You think you have a challenging week ahead? Tom Haeg's chaperoning 50 kids from Japan around town. A former Hennepin County judge — "My reign of terror began in 1976," he jokes — Tom volunteers for an annual program sponsored by Benilde-St. Margaret's School in St. Louis Park.

Fascinated by Japan since childhood, Tom meant to teach there someday — but life and law got in the way. After retirement, he reconnected with the school in Akido, an institution with a harrowing origin.

"The nuns who founded the school were in Japan in the late '30s," Tom says, "and when the war began, they put them in a concentration camp until the end of the war. Afterwards, they were ready to return to the United States, but the State Department calls up and says they wanted someone to distribute food and help out with the educational system. So they're helping the very people who had put them away.

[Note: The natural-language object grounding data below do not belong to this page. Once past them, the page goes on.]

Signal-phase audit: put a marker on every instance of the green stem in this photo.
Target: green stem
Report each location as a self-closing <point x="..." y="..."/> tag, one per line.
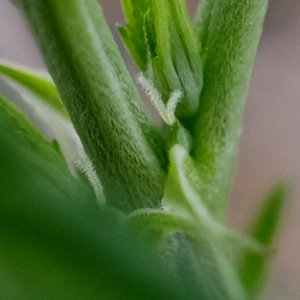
<point x="101" y="99"/>
<point x="229" y="31"/>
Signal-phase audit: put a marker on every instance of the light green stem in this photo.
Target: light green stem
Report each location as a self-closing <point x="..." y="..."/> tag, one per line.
<point x="229" y="31"/>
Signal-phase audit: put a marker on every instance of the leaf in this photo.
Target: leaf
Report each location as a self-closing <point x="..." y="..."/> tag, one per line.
<point x="55" y="242"/>
<point x="101" y="99"/>
<point x="161" y="38"/>
<point x="204" y="255"/>
<point x="229" y="33"/>
<point x="36" y="83"/>
<point x="132" y="34"/>
<point x="253" y="266"/>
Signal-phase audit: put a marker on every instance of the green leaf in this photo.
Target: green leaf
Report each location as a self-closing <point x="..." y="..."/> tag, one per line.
<point x="101" y="99"/>
<point x="36" y="83"/>
<point x="229" y="32"/>
<point x="204" y="254"/>
<point x="132" y="34"/>
<point x="55" y="242"/>
<point x="161" y="38"/>
<point x="253" y="267"/>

"One night there was a knock at the door at their convent, and there's this guy, kneeling down, with a knife in his hands, ready to commit seppuku [ritual suicide], and they recognized him as one of their guards. He had found them and come to beg for their forgiveness.

"They forgive him, the story spreads, and the town of Akido hears about it and invites them to come up and build a school."

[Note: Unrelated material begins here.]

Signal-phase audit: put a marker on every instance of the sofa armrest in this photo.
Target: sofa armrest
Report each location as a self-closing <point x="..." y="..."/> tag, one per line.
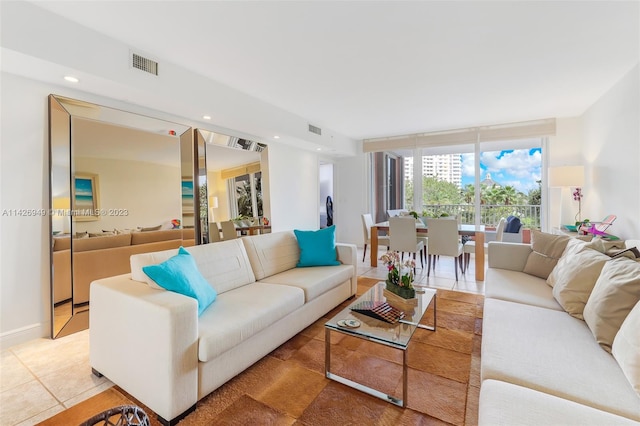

One of the nuns who would later run the school, Sister Olivia, returned to Minnesota, and Tom takes the Japanese students from the school to meet her. "It's almost a pilgrimage to Sister Olivia, who gave 20 years of her life. They file into the chapel in their uniforms and sing the school song."

You can imagine what that means to her; you can imagine what it means to the kids who get to visit the strange and mysterious land of Minnesota. (And not pay taxes on clothing.)

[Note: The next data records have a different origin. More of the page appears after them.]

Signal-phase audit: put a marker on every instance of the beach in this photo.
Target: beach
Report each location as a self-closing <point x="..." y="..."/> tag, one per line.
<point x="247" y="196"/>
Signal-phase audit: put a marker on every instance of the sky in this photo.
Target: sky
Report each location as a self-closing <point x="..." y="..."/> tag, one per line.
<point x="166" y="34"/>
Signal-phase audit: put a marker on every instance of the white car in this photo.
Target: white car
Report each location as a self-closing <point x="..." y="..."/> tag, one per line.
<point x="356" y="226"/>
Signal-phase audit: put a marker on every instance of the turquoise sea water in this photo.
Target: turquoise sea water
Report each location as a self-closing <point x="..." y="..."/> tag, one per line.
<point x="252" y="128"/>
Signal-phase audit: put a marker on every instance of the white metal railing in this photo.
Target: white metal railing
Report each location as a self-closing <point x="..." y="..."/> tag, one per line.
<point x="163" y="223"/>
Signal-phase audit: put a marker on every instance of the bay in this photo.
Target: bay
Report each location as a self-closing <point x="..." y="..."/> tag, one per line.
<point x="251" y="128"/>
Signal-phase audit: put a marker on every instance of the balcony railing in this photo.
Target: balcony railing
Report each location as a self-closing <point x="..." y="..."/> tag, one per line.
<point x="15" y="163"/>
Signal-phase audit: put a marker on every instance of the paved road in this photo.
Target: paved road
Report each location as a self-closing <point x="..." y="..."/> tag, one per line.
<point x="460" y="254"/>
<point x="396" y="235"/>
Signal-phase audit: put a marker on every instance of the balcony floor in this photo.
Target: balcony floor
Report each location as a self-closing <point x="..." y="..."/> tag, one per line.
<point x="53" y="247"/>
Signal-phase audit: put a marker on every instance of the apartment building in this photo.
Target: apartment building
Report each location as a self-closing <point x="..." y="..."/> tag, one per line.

But no Disneyland! Getting the kids to come here wasn't easy at first.

"I was talking to the principal of the Japanese school, and he said they take their second-year kids to California every year. Why there? Well, they want to learn English and go to Disneyland.

" 'Why not come to Minnesota?' I asked. 'We have culture, we have the Art Institute.' I didn't make any headway until I said, 'By the way, there's no sales tax on clothing in Minnesota.' He said, 'OK, we come to Minnesota, and you can be our guide.'"

You might wonder whether Minnesota has any beloved characters the kids could have their picture taken with, and the answer is yes.

"Walter Mondale gives a speech to the group. The first year, after he'd spoken quite frankly about the most difficult part of his job as ambassador to Japan, the principal came up and says, 'You Americans, you criticize your politicians, but you don't know how good you got it. In Japan, these children wouldn't even dream an official would address a school group like this.' "

Tom says it works both ways: "I have to go to Japan to figure out what we have here. I bet I can walk around Lake Calhoun and meet a stranger and in the first five minutes start connecting with someone we both know. I've learned from the Japanese the importance of connections and relationships."

Ten years from now he'll probably hear "Haeg-San!" as he walks around. The kids will have long outgrown what they bought tax-free at the mall. But they'll remember him.